With iteration-level scheduling and PagedAttention in place, the next bottleneck became visible. Long prompts cause prefill spikes: a single iteration that runs a large prefill, say 8,000 tokens, takes an order of magnitude longer than a normal decode step, adding unpredictable latency to every other in-flight request waiting for the current iteration to finish.

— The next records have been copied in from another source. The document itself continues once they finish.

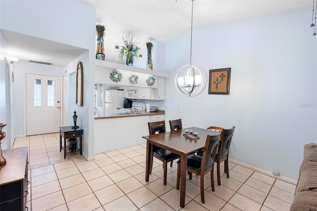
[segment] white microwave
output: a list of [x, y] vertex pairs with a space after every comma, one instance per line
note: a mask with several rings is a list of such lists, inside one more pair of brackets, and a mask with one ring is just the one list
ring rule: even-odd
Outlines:
[[129, 99], [138, 99], [138, 89], [128, 89], [127, 90], [126, 97]]

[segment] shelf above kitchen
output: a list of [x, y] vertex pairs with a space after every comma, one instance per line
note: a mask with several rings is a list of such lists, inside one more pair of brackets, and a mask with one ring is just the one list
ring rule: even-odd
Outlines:
[[156, 70], [149, 70], [146, 69], [135, 67], [122, 64], [103, 61], [102, 60], [96, 59], [95, 65], [96, 67], [107, 69], [116, 69], [118, 70], [134, 72], [139, 73], [163, 77], [165, 78], [167, 77], [167, 73], [166, 72], [160, 72]]

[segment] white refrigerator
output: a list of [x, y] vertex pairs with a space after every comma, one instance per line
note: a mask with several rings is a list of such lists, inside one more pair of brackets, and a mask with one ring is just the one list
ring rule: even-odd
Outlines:
[[115, 113], [117, 108], [123, 107], [123, 90], [108, 90], [105, 92], [105, 113]]

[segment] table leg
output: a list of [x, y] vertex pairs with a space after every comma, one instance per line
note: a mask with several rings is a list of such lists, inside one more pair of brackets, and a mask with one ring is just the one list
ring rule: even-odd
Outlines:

Chunked prefill, explored in the Sarathi-Serve paper (Agrawal et al., 2024) and later added to vLLM as an experimental feature, addresses this by splitting long prefills across multiple decode iterations. Each iteration interleaves a chunk of a new request’s prefill with the ongoing decode steps of existing requests. Sarathi reported up to 4x reduction in P99 decode latency at equivalent throughput levels.

A more architectural approach is prefill-decode disaggregation, where the two phases run on separate GPU pools. Prefill workloads are compute-bound and benefit from high FLOPs capacity; decode workloads are memory-bandwidth-bound and benefit from high HBM bandwidth. The Splitwise paper (Patel et al., 2024) from Microsoft Research explored this separation at the cluster level, and Kimi/MoonShot implemented a similar architecture called Mooncake at production scale.

SGLang’s RadixAttention added another layer on top of these scheduling improvements: a radix tree data structure for tracking shared KV cache prefixes across requests, not just within a single request’s beam search. When multiple requests share a common prefix, as they do with shared system prompts or few-shot examples, the KV cache blocks for that prefix are computed once and reused. SGLang reported 5x throughput improvement on multi-turn workloads with shared prefixes.

HuggingFace’s TGI (Text Generation Inference) implements continuous batching with a router process managing the request queue and model shards running on GPU workers. The 4-8x throughput improvements they report on production workloads reflect this full stack of optimizations. NVIDIA’s TRT-LLM calls their implementation “in-flight batching” and ships a comparable block-based KV cache manager, reporting 2-4x improvements on Llama-2-70B on H100 hardware.

What makes continuous batching interesting from a systems programming perspective is how many of its component ideas are direct imports from classical OS and database research. Virtual memory paging, copy-on-write semantics, scheduling at the granularity of individual operations rather than whole jobs, the distinction between latency-bound and throughput-bound workloads: these were well-understood in CPU scheduling and memory management long before transformer models existed.

The contribution of this line of work was recognizing that the autoregressive decode loop, one token per forward pass, provides a natural scheduling boundary, then systematically applying the OS toolkit within that constraint. PagedAttention is paging. RadixAttention is a prefix trie with reference counting. Chunked prefill is time-slicing to prevent long jobs from monopolizing the processor. Prefill-decode disaggregation is heterogeneous scheduling based on resource profile.

The HuggingFace article works through the derivation from first principles, and that is its main value: showing the reasoning chain rather than just presenting the solution. Each optimization in this stack emerged from a clearly identified bottleneck left by the previous one, and each borrowed a known tool from systems design to address it. Reading through the history is more useful than looking only at what current systems do, because the pattern of how these ideas compound is what transfers to the next problem.